The immune system is capable of recognizing pathogenic ("bad") bacteria, either by components of the innate (non-specific) or adaptive (specific) immune system. Pathogenic bacteria will have antigen on their surface that mark them as 'foreign', leading to an immune response targeted to the bacteria. In contrast, the immune system tolerates the normal flora of the body. The precise role that the human immune system takes in tolerating and regulating the populations of the normal flora is not known, it is currently a hot area of research.
Current research suggests that microbiota induces host immune tolerance to commensal bacteria directly via a microbe-associated molecular pattern (MAMP) and polysaccharide (PSA) signalling. The immune system continuously monitors the resident microbiota, and certain antimicrobial mechanisms are constitutively engaged to prevent overgrowth of the colonizing microbes: this maintains what is loosely called immune homeostasis. The mechanisms that control (intestinal) tolerance include those that:
1) minimize exposure to and 2) immune recognition of intestinal microbiota, and 3) those that down-regulate immune responses through intra-cellular and inter-cellular mechanisms.
Research has shown that he tolerance of the normal microbiota of the gut seems to require an extensive network of regulatory immune cells including Tregs and (tolerogenic) dendritic cells.
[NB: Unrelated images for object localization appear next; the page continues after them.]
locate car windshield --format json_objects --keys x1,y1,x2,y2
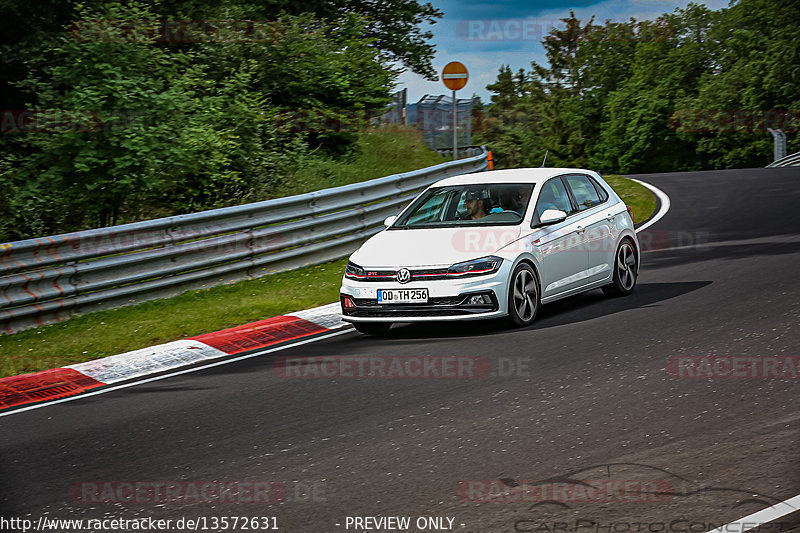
[{"x1": 393, "y1": 183, "x2": 534, "y2": 228}]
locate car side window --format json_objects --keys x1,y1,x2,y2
[
  {"x1": 535, "y1": 178, "x2": 572, "y2": 218},
  {"x1": 564, "y1": 175, "x2": 602, "y2": 211}
]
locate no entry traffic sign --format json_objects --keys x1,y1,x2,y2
[{"x1": 442, "y1": 62, "x2": 469, "y2": 91}]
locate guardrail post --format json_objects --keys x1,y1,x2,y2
[{"x1": 767, "y1": 128, "x2": 787, "y2": 162}]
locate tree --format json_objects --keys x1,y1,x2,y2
[
  {"x1": 480, "y1": 1, "x2": 797, "y2": 174},
  {"x1": 591, "y1": 4, "x2": 720, "y2": 172},
  {"x1": 677, "y1": 0, "x2": 800, "y2": 167},
  {"x1": 147, "y1": 0, "x2": 443, "y2": 79},
  {"x1": 0, "y1": 0, "x2": 403, "y2": 239},
  {"x1": 3, "y1": 2, "x2": 274, "y2": 234},
  {"x1": 0, "y1": 0, "x2": 442, "y2": 114}
]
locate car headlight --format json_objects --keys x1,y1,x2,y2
[
  {"x1": 447, "y1": 256, "x2": 503, "y2": 278},
  {"x1": 344, "y1": 261, "x2": 366, "y2": 280}
]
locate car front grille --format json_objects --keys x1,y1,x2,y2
[{"x1": 352, "y1": 268, "x2": 451, "y2": 282}]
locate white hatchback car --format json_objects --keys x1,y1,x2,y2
[{"x1": 340, "y1": 168, "x2": 640, "y2": 335}]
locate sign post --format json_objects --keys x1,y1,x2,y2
[{"x1": 442, "y1": 61, "x2": 468, "y2": 160}]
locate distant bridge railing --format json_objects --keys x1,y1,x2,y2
[{"x1": 0, "y1": 148, "x2": 490, "y2": 333}]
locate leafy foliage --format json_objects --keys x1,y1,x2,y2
[
  {"x1": 0, "y1": 0, "x2": 439, "y2": 241},
  {"x1": 477, "y1": 0, "x2": 799, "y2": 173}
]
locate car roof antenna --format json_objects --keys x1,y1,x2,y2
[{"x1": 540, "y1": 150, "x2": 548, "y2": 167}]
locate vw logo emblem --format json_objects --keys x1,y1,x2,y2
[{"x1": 396, "y1": 268, "x2": 411, "y2": 284}]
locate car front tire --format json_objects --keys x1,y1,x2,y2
[
  {"x1": 602, "y1": 238, "x2": 638, "y2": 297},
  {"x1": 353, "y1": 322, "x2": 393, "y2": 336},
  {"x1": 506, "y1": 263, "x2": 540, "y2": 328}
]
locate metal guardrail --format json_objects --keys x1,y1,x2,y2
[
  {"x1": 436, "y1": 146, "x2": 485, "y2": 158},
  {"x1": 0, "y1": 148, "x2": 490, "y2": 333},
  {"x1": 766, "y1": 150, "x2": 800, "y2": 168}
]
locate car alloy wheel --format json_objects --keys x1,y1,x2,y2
[
  {"x1": 508, "y1": 263, "x2": 539, "y2": 327},
  {"x1": 603, "y1": 239, "x2": 638, "y2": 296}
]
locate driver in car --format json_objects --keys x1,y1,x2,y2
[{"x1": 464, "y1": 189, "x2": 487, "y2": 220}]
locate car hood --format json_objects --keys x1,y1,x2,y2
[{"x1": 350, "y1": 226, "x2": 522, "y2": 268}]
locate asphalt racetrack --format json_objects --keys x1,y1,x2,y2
[{"x1": 1, "y1": 167, "x2": 798, "y2": 532}]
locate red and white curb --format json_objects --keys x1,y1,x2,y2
[{"x1": 0, "y1": 303, "x2": 346, "y2": 411}]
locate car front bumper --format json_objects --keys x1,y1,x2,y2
[{"x1": 339, "y1": 266, "x2": 510, "y2": 322}]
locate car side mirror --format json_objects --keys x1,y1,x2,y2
[
  {"x1": 538, "y1": 209, "x2": 567, "y2": 226},
  {"x1": 384, "y1": 215, "x2": 397, "y2": 227}
]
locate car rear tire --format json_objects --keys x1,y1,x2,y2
[
  {"x1": 506, "y1": 263, "x2": 540, "y2": 328},
  {"x1": 353, "y1": 322, "x2": 393, "y2": 336},
  {"x1": 602, "y1": 239, "x2": 638, "y2": 297}
]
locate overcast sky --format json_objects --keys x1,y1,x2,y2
[{"x1": 395, "y1": 0, "x2": 728, "y2": 104}]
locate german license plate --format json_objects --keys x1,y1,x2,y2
[{"x1": 377, "y1": 288, "x2": 429, "y2": 304}]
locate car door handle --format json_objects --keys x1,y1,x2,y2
[
  {"x1": 576, "y1": 225, "x2": 585, "y2": 233},
  {"x1": 607, "y1": 213, "x2": 615, "y2": 221}
]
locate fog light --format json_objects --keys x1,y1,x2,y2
[
  {"x1": 468, "y1": 295, "x2": 484, "y2": 305},
  {"x1": 343, "y1": 297, "x2": 355, "y2": 308}
]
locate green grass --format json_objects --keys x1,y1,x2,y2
[
  {"x1": 603, "y1": 175, "x2": 657, "y2": 224},
  {"x1": 273, "y1": 126, "x2": 447, "y2": 197},
  {"x1": 0, "y1": 169, "x2": 656, "y2": 378}
]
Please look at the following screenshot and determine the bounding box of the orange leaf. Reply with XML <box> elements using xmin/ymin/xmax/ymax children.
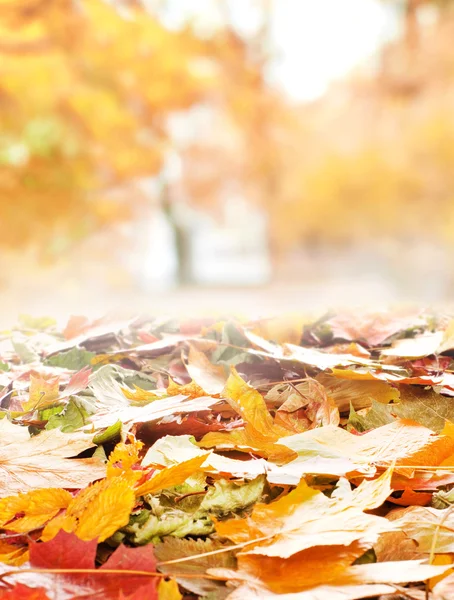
<box><xmin>0</xmin><ymin>541</ymin><xmax>29</xmax><ymax>566</ymax></box>
<box><xmin>0</xmin><ymin>488</ymin><xmax>72</xmax><ymax>533</ymax></box>
<box><xmin>135</xmin><ymin>454</ymin><xmax>208</xmax><ymax>497</ymax></box>
<box><xmin>237</xmin><ymin>541</ymin><xmax>369</xmax><ymax>593</ymax></box>
<box><xmin>199</xmin><ymin>427</ymin><xmax>296</xmax><ymax>464</ymax></box>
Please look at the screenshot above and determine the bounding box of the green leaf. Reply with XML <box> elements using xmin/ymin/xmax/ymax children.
<box><xmin>391</xmin><ymin>386</ymin><xmax>454</xmax><ymax>433</ymax></box>
<box><xmin>92</xmin><ymin>420</ymin><xmax>122</xmax><ymax>445</ymax></box>
<box><xmin>18</xmin><ymin>314</ymin><xmax>57</xmax><ymax>331</ymax></box>
<box><xmin>45</xmin><ymin>398</ymin><xmax>91</xmax><ymax>432</ymax></box>
<box><xmin>155</xmin><ymin>537</ymin><xmax>235</xmax><ymax>598</ymax></box>
<box><xmin>199</xmin><ymin>475</ymin><xmax>266</xmax><ymax>515</ymax></box>
<box><xmin>125</xmin><ymin>509</ymin><xmax>214</xmax><ymax>545</ymax></box>
<box><xmin>44</xmin><ymin>347</ymin><xmax>96</xmax><ymax>370</ymax></box>
<box><xmin>432</xmin><ymin>488</ymin><xmax>454</xmax><ymax>509</ymax></box>
<box><xmin>12</xmin><ymin>338</ymin><xmax>39</xmax><ymax>364</ymax></box>
<box><xmin>0</xmin><ymin>362</ymin><xmax>9</xmax><ymax>372</ymax></box>
<box><xmin>348</xmin><ymin>400</ymin><xmax>395</xmax><ymax>433</ymax></box>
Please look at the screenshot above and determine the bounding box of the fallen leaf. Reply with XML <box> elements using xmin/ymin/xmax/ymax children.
<box><xmin>278</xmin><ymin>419</ymin><xmax>454</xmax><ymax>474</ymax></box>
<box><xmin>185</xmin><ymin>344</ymin><xmax>227</xmax><ymax>395</ymax></box>
<box><xmin>235</xmin><ymin>541</ymin><xmax>369</xmax><ymax>593</ymax></box>
<box><xmin>157</xmin><ymin>578</ymin><xmax>182</xmax><ymax>600</ymax></box>
<box><xmin>388</xmin><ymin>505</ymin><xmax>454</xmax><ymax>553</ymax></box>
<box><xmin>28</xmin><ymin>531</ymin><xmax>159</xmax><ymax>599</ymax></box>
<box><xmin>216</xmin><ymin>470</ymin><xmax>394</xmax><ymax>558</ymax></box>
<box><xmin>0</xmin><ymin>488</ymin><xmax>72</xmax><ymax>533</ymax></box>
<box><xmin>155</xmin><ymin>537</ymin><xmax>235</xmax><ymax>598</ymax></box>
<box><xmin>135</xmin><ymin>454</ymin><xmax>208</xmax><ymax>497</ymax></box>
<box><xmin>43</xmin><ymin>476</ymin><xmax>136</xmax><ymax>543</ymax></box>
<box><xmin>23</xmin><ymin>374</ymin><xmax>60</xmax><ymax>411</ymax></box>
<box><xmin>0</xmin><ymin>583</ymin><xmax>50</xmax><ymax>599</ymax></box>
<box><xmin>0</xmin><ymin>419</ymin><xmax>106</xmax><ymax>496</ymax></box>
<box><xmin>316</xmin><ymin>373</ymin><xmax>399</xmax><ymax>412</ymax></box>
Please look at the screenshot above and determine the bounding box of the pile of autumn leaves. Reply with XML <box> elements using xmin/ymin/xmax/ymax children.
<box><xmin>3</xmin><ymin>313</ymin><xmax>454</xmax><ymax>599</ymax></box>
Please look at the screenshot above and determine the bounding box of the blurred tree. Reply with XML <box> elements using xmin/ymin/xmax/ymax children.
<box><xmin>0</xmin><ymin>0</ymin><xmax>216</xmax><ymax>250</ymax></box>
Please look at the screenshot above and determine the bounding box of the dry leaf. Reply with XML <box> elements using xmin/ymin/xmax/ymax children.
<box><xmin>0</xmin><ymin>488</ymin><xmax>72</xmax><ymax>533</ymax></box>
<box><xmin>0</xmin><ymin>419</ymin><xmax>106</xmax><ymax>496</ymax></box>
<box><xmin>216</xmin><ymin>470</ymin><xmax>394</xmax><ymax>558</ymax></box>
<box><xmin>135</xmin><ymin>454</ymin><xmax>208</xmax><ymax>496</ymax></box>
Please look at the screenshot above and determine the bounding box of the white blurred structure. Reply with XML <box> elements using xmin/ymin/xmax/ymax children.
<box><xmin>189</xmin><ymin>191</ymin><xmax>271</xmax><ymax>286</ymax></box>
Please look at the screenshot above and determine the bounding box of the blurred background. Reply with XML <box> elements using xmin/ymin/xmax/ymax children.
<box><xmin>1</xmin><ymin>0</ymin><xmax>454</xmax><ymax>324</ymax></box>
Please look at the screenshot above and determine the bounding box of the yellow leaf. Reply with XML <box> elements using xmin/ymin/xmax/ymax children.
<box><xmin>429</xmin><ymin>555</ymin><xmax>454</xmax><ymax>589</ymax></box>
<box><xmin>43</xmin><ymin>476</ymin><xmax>136</xmax><ymax>543</ymax></box>
<box><xmin>121</xmin><ymin>384</ymin><xmax>160</xmax><ymax>402</ymax></box>
<box><xmin>41</xmin><ymin>512</ymin><xmax>69</xmax><ymax>542</ymax></box>
<box><xmin>0</xmin><ymin>488</ymin><xmax>72</xmax><ymax>533</ymax></box>
<box><xmin>135</xmin><ymin>454</ymin><xmax>208</xmax><ymax>497</ymax></box>
<box><xmin>158</xmin><ymin>578</ymin><xmax>182</xmax><ymax>600</ymax></box>
<box><xmin>167</xmin><ymin>378</ymin><xmax>206</xmax><ymax>399</ymax></box>
<box><xmin>23</xmin><ymin>374</ymin><xmax>60</xmax><ymax>411</ymax></box>
<box><xmin>199</xmin><ymin>427</ymin><xmax>296</xmax><ymax>464</ymax></box>
<box><xmin>316</xmin><ymin>373</ymin><xmax>399</xmax><ymax>412</ymax></box>
<box><xmin>107</xmin><ymin>439</ymin><xmax>143</xmax><ymax>481</ymax></box>
<box><xmin>0</xmin><ymin>541</ymin><xmax>29</xmax><ymax>566</ymax></box>
<box><xmin>223</xmin><ymin>368</ymin><xmax>275</xmax><ymax>437</ymax></box>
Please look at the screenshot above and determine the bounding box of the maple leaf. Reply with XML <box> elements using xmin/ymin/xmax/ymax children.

Thymus-derived Tregs were discovered by Dr. Leszek Ignatowicz to be a crucial player involved in "educating" the immune system about the diverse bacterial colonies in the intestinal flora of mice. In response to the diversity of gut bacteria found in the gut, the Tregs express a 'repertoire T cell receptors' (TCR) that recognize the antigens characteristic of individual bacterial colonies in the gut. Upon engagement of these receptors, Tregs suppresses the adaptive immune response, specifically through the release of immune-modulatory cytokines such as interleukin-2. Moreover, it was found that gut bacteria can also be recognized and protected by a distinct innate lymphoid cell population (ILC) in the intestinal lining of mice. These cells behave like antigen presenting cells, and can recognize and present antigens from gut bacteria through the major histocompatibility complex class II (MHCII). But rather than activating CD4+ T lymphocytes through MHCII engagement, these ILC works by suppressing CD4+ T lymphocytes through MHCII engagement. CD4+ T lymphocytes are involved in clearing pathogen/bacteria, and thus the suppression of CD4+ T lymphocytes is involved in the immune-tolerance of normal flora.